\subsection{Synthetic Example}\label{subsec:synthetic_example}
We demonstrate whether the proposed FP-BMA can estimate a flat posterior when a sharp and flat minima coexists. To this end, we consider a synthetic dataset generated from true posterior having flat mode and sharp mode, as depicted in Figure~\ref{fig:posterior_approx}. This controlled setting allows us to directly observe the optimizer's preference for flat versus sharp regions in the loss landscape, isolating the effect of posterior flatness from other confounding factors. We then estimate the posterior using the proposed loss FP-BMA using SWAG. For comparison, we consider the following baseline methods: SGD, MCMC, SWAG, and VI, to estimate posterior. Figure~\ref{fig:posterior_approx} shows that MCMC, SWAG, and VI yield the posterior at sharp mode. In contrast, the proposed FP-BMA captures the flat posterior, demonstrating its effectiveness in identifying solutions with better generalization potential. We provide additional results in Appendix~\ref{subsec:synthetic_example_app}.



%%%%%%%%%%%%%%%%%%%%%%%%%%%%%%%
%%%%%%%%%%%%%%%%%%%%%%%%%%%%%%%
%% [TABLE] Few-shot Image Classification
%%%%%%%%%%%%%%%%%%%%%%%%%%%%%%%
\input{tables/few-shot_rn18_vitb16.tex}
%%%%%%%%%%%%%%%%%%%%%%%%%%%%%%%
%%%%%%%%%%%%%%%%%%%%%%%%%%%%%%%


%%%%%%%%%%%%%%%%%%%%%%%%%%%%%%%
%%%%%%%%%%%%%%%%%%%%%%%%%%%%%%%
%% [TABLE] Fine-grained
%%%%%%%%%%%%%%%%%%%%%%%%%%%%%%%
\input{tables/few-shot_fgvc.tex}
%%%%%%%%%%%%%%%%%%%%%%%%%%%%%%%
%%%%%%%%%%%%%%%%%%%%%%%%%%%%%%%


\subsection{Learning from scratch}\label{subsec:learning_from_scratch}
We verify the effectiveness of FP-BMA in improving the performance of BNNs trained from scratch.
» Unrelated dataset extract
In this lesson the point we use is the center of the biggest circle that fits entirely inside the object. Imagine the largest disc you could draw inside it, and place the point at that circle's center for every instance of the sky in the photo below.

Specifically, we use Bayesian ResNet18 and a modified ViT-B/16$^{\dagger}$~\citep{dosovitskiy2020image, liu2021efficient, zhu2023understanding} on CIFAR10 and CIFAR100. We adopt the modified ViT-B/16$^{\dagger}$ to address the underfitting issue of ViTs on small datasets. Due to computational constraints in large-scale models, we apply variational distributions to the parameters of normalization and last layers. We then train these variational parameters using approximate Bayesian inference (VI, MCMC, and SWAG) with the gradient $\nabla_\theta \ell^\gamma_{\text{FP-BMA}}(\theta)$ in Eq.~\ref{eq:update_sabma}, while updating the remaining parameters using the gradient $\nabla_\theta \ell(\theta)$. This setup allows us to assess the benefits of FP-BMA in both convolutional and transformer-based architectures under realistic training constraints.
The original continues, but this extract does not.